My Lords, I would simply not describe it as progressive reform. That is an exception. As the noble Lord, Lord Forsyth of Drumlean, knows, we have clearly lifted most of the poorest people in society out of any taxation at all. Of that I am proud. I will fight to ensure that that remains the case and is not removed by a Tory Administration.

My Lords, does my noble friend agree that under a Labour Government pensioners have seen their incomes double? Lone parents, who did not even have the benefit of a minimum wage, now go to work with a minimum wage of some £6 an hour and, as a result of tax credits, take home £11 an hour. As a result, for the first time ever, they and their children—as well as pensioners—have been sprung out of poverty by the achievements of a Labour Government.

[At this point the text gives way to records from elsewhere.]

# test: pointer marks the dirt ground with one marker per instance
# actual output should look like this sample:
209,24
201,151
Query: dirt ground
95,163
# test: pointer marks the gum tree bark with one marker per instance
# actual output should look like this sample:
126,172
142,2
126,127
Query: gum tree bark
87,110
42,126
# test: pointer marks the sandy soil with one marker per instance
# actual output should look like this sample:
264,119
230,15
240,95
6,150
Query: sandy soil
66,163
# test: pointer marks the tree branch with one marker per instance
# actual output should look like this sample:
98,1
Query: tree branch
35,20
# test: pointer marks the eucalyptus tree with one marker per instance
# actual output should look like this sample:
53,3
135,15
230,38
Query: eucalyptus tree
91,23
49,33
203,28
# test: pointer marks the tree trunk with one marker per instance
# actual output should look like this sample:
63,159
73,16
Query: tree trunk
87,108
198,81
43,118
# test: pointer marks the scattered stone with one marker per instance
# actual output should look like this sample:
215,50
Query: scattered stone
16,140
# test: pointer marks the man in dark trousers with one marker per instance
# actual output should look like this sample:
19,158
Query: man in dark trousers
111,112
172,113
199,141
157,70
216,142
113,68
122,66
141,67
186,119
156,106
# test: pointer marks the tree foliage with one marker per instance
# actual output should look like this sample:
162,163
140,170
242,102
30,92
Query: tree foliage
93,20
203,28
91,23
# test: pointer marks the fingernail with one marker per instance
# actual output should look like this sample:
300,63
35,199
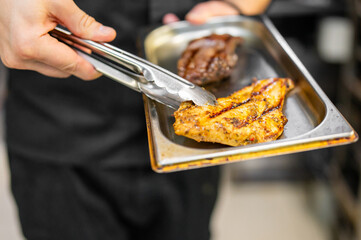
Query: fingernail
104,30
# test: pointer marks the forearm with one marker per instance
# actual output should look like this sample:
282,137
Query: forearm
251,7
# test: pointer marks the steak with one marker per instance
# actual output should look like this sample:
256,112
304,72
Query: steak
209,59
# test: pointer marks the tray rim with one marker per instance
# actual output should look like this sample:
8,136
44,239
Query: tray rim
207,157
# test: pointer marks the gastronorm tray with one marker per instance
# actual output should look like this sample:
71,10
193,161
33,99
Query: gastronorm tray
313,121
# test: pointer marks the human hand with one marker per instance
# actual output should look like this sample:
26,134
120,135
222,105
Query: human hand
201,12
26,44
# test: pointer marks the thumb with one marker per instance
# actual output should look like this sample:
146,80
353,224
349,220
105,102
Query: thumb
81,24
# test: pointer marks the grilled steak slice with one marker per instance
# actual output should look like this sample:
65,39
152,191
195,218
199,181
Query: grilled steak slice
209,59
250,115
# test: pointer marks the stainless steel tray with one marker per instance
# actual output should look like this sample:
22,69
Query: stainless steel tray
313,121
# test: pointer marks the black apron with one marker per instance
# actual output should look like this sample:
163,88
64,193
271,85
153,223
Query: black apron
70,121
78,151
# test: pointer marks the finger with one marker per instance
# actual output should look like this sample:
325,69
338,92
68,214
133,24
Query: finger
62,57
45,69
203,11
80,23
170,18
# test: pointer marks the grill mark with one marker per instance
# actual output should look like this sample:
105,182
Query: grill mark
226,109
233,106
255,118
265,87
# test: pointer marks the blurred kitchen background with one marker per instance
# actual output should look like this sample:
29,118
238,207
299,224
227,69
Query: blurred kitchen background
311,195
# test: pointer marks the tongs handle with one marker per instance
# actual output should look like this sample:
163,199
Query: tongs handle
137,73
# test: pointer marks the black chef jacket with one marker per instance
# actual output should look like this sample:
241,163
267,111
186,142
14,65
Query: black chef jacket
74,121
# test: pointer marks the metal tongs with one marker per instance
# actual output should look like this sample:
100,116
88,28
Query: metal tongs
136,73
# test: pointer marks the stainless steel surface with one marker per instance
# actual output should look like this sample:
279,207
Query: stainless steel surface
313,121
155,82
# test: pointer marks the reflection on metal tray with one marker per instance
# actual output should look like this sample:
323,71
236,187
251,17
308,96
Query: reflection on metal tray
313,121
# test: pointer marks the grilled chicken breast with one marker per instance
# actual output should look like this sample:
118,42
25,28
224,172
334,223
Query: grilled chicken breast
250,115
209,59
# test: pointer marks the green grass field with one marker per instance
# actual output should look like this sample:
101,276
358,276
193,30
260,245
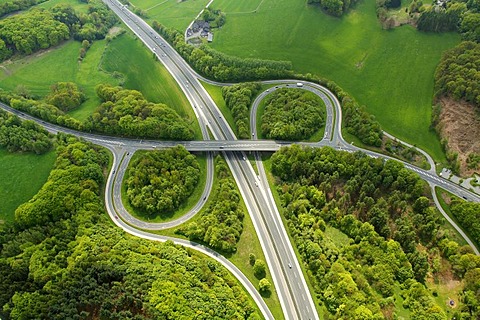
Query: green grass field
172,13
129,56
21,176
391,72
184,208
39,71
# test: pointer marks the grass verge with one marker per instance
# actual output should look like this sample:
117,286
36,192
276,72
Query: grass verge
249,243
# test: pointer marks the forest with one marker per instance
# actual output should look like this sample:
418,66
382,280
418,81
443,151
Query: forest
468,214
456,15
22,136
10,6
127,113
37,29
65,95
160,181
63,259
239,99
457,73
334,7
40,109
221,67
393,242
292,115
221,223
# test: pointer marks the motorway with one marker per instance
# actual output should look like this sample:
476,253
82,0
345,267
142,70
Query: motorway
296,301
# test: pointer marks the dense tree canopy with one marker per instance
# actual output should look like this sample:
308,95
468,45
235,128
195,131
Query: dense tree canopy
292,114
17,135
454,15
30,31
37,29
63,259
160,181
238,99
390,233
220,67
126,112
221,223
40,110
468,214
65,96
10,6
458,74
334,7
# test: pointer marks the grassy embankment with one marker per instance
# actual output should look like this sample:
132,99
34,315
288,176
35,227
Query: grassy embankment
390,71
248,243
102,60
172,13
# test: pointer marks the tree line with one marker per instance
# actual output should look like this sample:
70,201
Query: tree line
292,114
159,182
461,16
221,223
38,28
334,7
217,66
468,214
126,112
457,73
24,136
238,99
10,6
63,259
221,67
392,237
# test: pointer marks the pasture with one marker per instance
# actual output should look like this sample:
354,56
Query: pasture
172,13
389,71
21,176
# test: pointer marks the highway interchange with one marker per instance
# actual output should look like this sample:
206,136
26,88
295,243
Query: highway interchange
288,278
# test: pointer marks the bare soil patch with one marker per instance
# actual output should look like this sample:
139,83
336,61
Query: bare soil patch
459,123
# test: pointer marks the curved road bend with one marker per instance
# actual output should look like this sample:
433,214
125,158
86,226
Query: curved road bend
295,304
112,211
202,98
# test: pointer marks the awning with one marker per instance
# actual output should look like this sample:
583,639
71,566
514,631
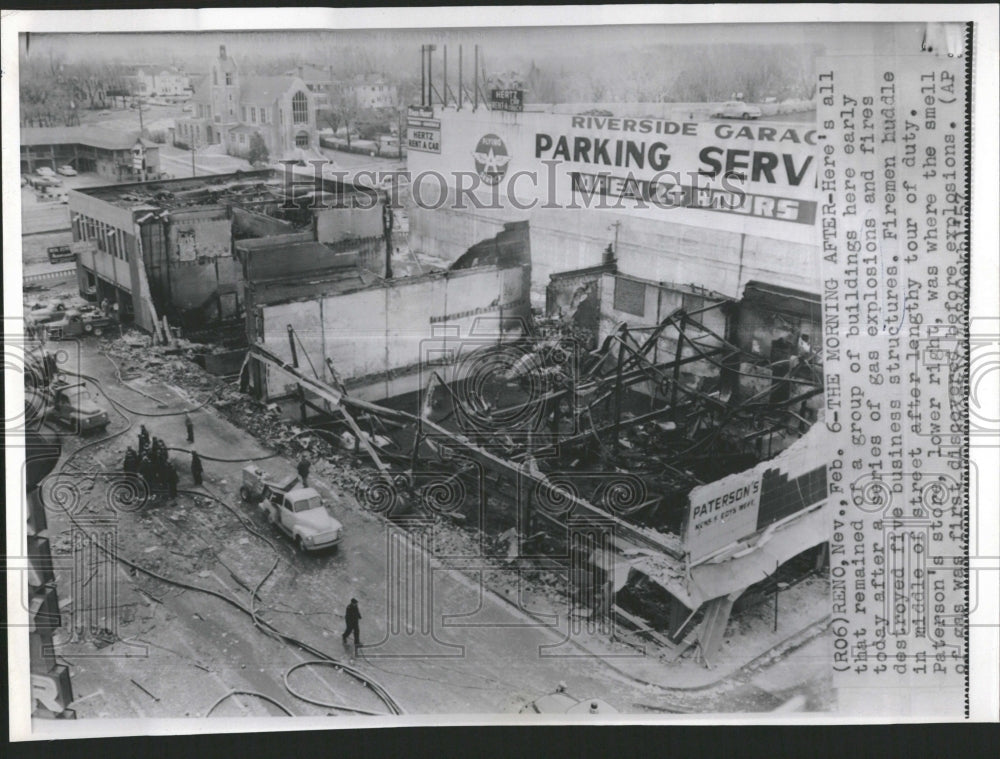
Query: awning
710,581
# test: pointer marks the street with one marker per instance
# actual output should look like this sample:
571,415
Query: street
438,640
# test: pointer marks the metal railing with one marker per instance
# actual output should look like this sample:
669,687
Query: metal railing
68,271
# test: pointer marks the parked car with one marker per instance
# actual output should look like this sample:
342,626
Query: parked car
41,183
737,109
52,194
74,407
75,323
60,254
296,510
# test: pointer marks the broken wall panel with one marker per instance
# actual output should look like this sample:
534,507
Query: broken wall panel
390,327
335,224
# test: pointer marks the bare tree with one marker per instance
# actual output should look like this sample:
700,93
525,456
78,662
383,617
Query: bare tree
345,108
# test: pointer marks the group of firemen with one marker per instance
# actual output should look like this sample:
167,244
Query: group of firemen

I fully concur with the observations made by my noble friend. We have taken action to ensure that the weakest and most vulnerable in society are protected. That is at the core of Labour Party values.

My Lords, the Government have comprehensively failed to achieve their target of halving child poverty by 2010. We agree with the Government that work is the best way out of child poverty. Will the Minister therefore explain why they are imposing a huge tax on jobs at this time?

We are taking resolute action to address the need for fiscal consolidation, and in so doing we are putting forward proposals that are rooted in reality rather than in myths and figments of imagination clutched out of the air to justify a policy that does not withstand any close examination.

My Lords, is it not a fact that people in the bottom 20 per cent of income distribution are paying a higher proportion of income in tax, taking all taxes into account, than the top 20 per cent?

My Lords, since there are 2 million more people employed today than there were 10 years ago, has that helped to close the gap between the richest and the poorest?